When venue is improperly laid in an action filed in federal court, the district court may, if it is in the interests of justice, transfer the case to any district or division in which it could have been brought. 28 U.S.C. § 1406(a). Because the papers of both parties indicate a willingness to accept a venue transfer, the Court believes that such a transfer is in the interests of justice. Hence, the Court must now decide where to transfer the case.
Returning to the transfer statute, it is clear that a case can be transferred only to a district or division where it could have been brought. This action was filed on April 6, 1989. At that time, the affidavits of both parties show that plaintiffs resided within the Northern District of Texas, Fort Worth Division. Under 28 U.S.C. § 1402(a) (1), that is where venue lay. While it is true that the district courts have concurrent jurisdiction with the United States Court of Claims over actions brought under 28 U.S.C. § 1346(a) (1), the papers of both parties show agreement that the Northern District of Texas, Fort Worth Division, is an acceptable forum. Therefore, it is ORDERED that this case be TRANSFERRED to the Northern District of Texas, Fort Worth Division.
[*] The Memorandum and Order of September 19, 1989 has been corrected with regard to the statute sections cited in the fifth line of the text of footnote 1.

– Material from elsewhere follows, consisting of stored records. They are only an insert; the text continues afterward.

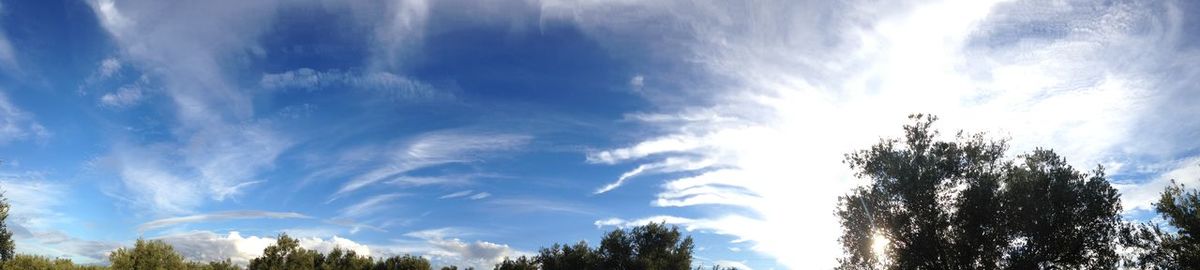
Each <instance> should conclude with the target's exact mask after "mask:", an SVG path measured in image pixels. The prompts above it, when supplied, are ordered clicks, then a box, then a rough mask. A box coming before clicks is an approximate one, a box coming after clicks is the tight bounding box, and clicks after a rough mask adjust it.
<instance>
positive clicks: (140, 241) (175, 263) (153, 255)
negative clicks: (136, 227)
mask: <svg viewBox="0 0 1200 270" xmlns="http://www.w3.org/2000/svg"><path fill="white" fill-rule="evenodd" d="M108 262H110V263H112V264H113V266H112V268H113V269H114V270H170V269H186V268H187V264H186V263H185V262H184V257H182V256H180V254H179V253H176V252H175V248H174V247H172V246H170V245H168V244H166V242H163V241H160V240H149V241H148V240H143V239H138V241H137V242H136V244H133V248H132V250H130V248H127V247H121V248H118V250H116V251H114V252H113V253H110V254H109V256H108Z"/></svg>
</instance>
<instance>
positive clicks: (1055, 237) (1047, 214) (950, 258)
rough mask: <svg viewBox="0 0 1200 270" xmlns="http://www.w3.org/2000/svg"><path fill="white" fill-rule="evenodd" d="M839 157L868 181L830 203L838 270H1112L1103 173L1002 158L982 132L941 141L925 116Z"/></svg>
mask: <svg viewBox="0 0 1200 270" xmlns="http://www.w3.org/2000/svg"><path fill="white" fill-rule="evenodd" d="M911 119H912V120H913V124H911V125H906V126H905V127H904V131H905V137H904V138H902V139H883V140H881V142H880V143H878V144H875V145H872V146H871V148H870V149H866V150H860V151H857V152H852V154H848V155H847V156H846V163H847V164H848V166H850V167H851V168H852V169H853V170H854V172H856V174H857V175H858V176H859V178H863V179H868V180H869V184H868V185H865V186H860V187H857V188H854V190H853V191H851V193H850V194H846V196H842V197H840V198H839V209H838V211H836V215H838V217H839V218H840V220H841V224H842V236H841V242H842V246H844V250H845V251H846V257H845V258H842V259H840V268H842V269H978V268H984V269H1037V268H1040V269H1046V268H1050V269H1063V268H1067V269H1072V268H1086V269H1112V268H1116V265H1117V263H1118V257H1117V254H1116V252H1115V247H1114V245H1111V244H1112V242H1114V241H1115V240H1116V239H1117V228H1118V226H1120V211H1121V204H1120V199H1118V194H1117V192H1116V190H1114V188H1112V187H1111V186H1110V185H1109V182H1108V180H1106V179H1105V175H1104V169H1103V168H1097V169H1094V170H1093V172H1092V173H1090V174H1088V173H1080V172H1078V170H1075V169H1074V168H1072V167H1070V166H1069V164H1067V162H1066V160H1064V158H1062V157H1060V156H1058V155H1057V154H1055V152H1054V151H1052V150H1044V149H1038V150H1034V151H1033V152H1031V154H1025V155H1020V156H1018V158H1016V161H1010V160H1007V158H1006V157H1004V152H1006V151H1007V150H1008V146H1007V144H1006V142H1003V140H989V139H985V138H984V137H983V136H982V134H973V136H964V134H962V133H959V134H958V136H956V140H940V139H938V132H937V131H935V130H934V128H932V125H934V122H935V121H936V118H935V116H931V115H919V114H918V115H912V116H911Z"/></svg>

 The Court acknowledges that the government defendant was required to show specific hardship and, upon failure to do so, denied a venue transfer in TerKeurst v. United States, 549 F. Supp. 455, 459-60 (W.D.Mich.1982). However, assuming for purposes of argument that TerKeurst's discussion of the venue provision in 28 U.S.C. § 1402(b) is relevant to the venue provision in 28 U.S.C. § 1402(a) (1), the district court's decision in TerKeurst is not inconsistent with the grant of a transfer here. Again, it must be remembered that this case is a mirror image of the usual transfer case.

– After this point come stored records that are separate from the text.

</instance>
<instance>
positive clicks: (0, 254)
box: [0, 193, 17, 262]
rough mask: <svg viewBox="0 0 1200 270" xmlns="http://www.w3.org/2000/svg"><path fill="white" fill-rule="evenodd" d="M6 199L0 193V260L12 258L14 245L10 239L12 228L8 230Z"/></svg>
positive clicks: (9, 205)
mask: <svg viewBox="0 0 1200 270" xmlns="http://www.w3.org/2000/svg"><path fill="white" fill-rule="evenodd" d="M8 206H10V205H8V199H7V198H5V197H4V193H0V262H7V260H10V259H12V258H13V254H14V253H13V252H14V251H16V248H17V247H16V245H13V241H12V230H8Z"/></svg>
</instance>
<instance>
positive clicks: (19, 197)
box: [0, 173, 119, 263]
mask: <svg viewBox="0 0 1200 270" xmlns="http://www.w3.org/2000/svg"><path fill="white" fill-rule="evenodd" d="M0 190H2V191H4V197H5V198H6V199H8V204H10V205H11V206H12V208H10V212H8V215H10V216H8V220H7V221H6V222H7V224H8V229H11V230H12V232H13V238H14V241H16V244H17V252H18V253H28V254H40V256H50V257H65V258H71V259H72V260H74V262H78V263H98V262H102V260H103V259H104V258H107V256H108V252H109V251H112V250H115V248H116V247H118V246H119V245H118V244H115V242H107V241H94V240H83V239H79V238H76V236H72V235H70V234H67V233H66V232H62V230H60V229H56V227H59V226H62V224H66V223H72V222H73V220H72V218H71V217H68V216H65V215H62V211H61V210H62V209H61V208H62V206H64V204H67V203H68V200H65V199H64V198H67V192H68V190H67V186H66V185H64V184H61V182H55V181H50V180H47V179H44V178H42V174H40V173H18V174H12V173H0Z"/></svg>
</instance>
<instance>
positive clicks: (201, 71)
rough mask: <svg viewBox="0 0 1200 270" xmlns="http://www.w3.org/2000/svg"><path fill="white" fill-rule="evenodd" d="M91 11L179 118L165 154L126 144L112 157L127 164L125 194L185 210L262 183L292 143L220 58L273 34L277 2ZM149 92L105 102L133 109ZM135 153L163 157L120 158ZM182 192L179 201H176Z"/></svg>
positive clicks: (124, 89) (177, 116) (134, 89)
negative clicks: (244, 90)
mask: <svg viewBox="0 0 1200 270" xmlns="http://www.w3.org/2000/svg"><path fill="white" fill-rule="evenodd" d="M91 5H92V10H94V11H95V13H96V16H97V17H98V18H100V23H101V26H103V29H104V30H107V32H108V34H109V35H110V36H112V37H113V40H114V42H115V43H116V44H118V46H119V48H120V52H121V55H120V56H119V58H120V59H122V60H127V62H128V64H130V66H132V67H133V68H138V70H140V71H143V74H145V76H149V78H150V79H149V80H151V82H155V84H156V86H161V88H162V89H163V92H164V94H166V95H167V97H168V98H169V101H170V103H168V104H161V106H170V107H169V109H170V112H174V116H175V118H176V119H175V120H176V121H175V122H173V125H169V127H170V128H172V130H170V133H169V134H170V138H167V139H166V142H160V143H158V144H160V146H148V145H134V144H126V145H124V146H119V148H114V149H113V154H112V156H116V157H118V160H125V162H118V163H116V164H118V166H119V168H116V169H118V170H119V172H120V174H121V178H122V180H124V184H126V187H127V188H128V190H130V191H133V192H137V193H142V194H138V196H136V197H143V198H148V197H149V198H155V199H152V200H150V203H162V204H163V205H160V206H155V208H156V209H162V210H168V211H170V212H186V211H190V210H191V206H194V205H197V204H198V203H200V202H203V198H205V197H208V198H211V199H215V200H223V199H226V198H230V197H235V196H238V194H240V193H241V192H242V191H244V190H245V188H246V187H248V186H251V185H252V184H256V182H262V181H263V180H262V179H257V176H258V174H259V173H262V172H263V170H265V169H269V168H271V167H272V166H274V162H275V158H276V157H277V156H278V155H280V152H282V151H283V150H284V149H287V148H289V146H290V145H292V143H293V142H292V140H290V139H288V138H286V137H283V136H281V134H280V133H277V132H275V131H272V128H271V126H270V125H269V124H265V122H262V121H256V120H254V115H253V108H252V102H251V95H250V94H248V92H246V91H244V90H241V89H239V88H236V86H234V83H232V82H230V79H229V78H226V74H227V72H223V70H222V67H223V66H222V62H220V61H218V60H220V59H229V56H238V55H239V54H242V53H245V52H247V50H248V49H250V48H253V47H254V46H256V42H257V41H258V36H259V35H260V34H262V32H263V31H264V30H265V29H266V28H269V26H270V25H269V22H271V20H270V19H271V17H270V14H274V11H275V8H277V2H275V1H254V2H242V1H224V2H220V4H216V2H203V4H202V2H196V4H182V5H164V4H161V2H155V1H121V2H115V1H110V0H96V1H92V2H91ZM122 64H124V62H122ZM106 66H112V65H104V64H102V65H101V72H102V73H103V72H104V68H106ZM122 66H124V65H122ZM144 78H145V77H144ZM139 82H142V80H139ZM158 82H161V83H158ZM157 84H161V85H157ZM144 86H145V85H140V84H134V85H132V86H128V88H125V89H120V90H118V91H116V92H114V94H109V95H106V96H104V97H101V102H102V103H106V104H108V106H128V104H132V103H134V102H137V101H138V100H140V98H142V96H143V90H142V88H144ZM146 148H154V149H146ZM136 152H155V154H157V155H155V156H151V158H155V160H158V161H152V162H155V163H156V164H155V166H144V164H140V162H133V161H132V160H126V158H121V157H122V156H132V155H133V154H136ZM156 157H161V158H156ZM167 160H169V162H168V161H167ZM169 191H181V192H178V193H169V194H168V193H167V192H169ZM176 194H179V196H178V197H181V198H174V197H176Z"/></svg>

In TerKeurst, the government defendant sought to move the case out of the district where the plaintiff resided on the basis of hardship claims. Furthermore, § 1402(b) explicitly provided for venue either where plaintiff resided or where the cause of action arose. Here, the statute provides for no such choice. Thus, TerKeurst can be read to stand for the proposition that a specific showing of hardship will be required before a transfer out of the district where plaintiff resides is ordered, as long as the venue statute permits such a transfer. If the statute makes no allowance for such a transfer, then no transfer can be made.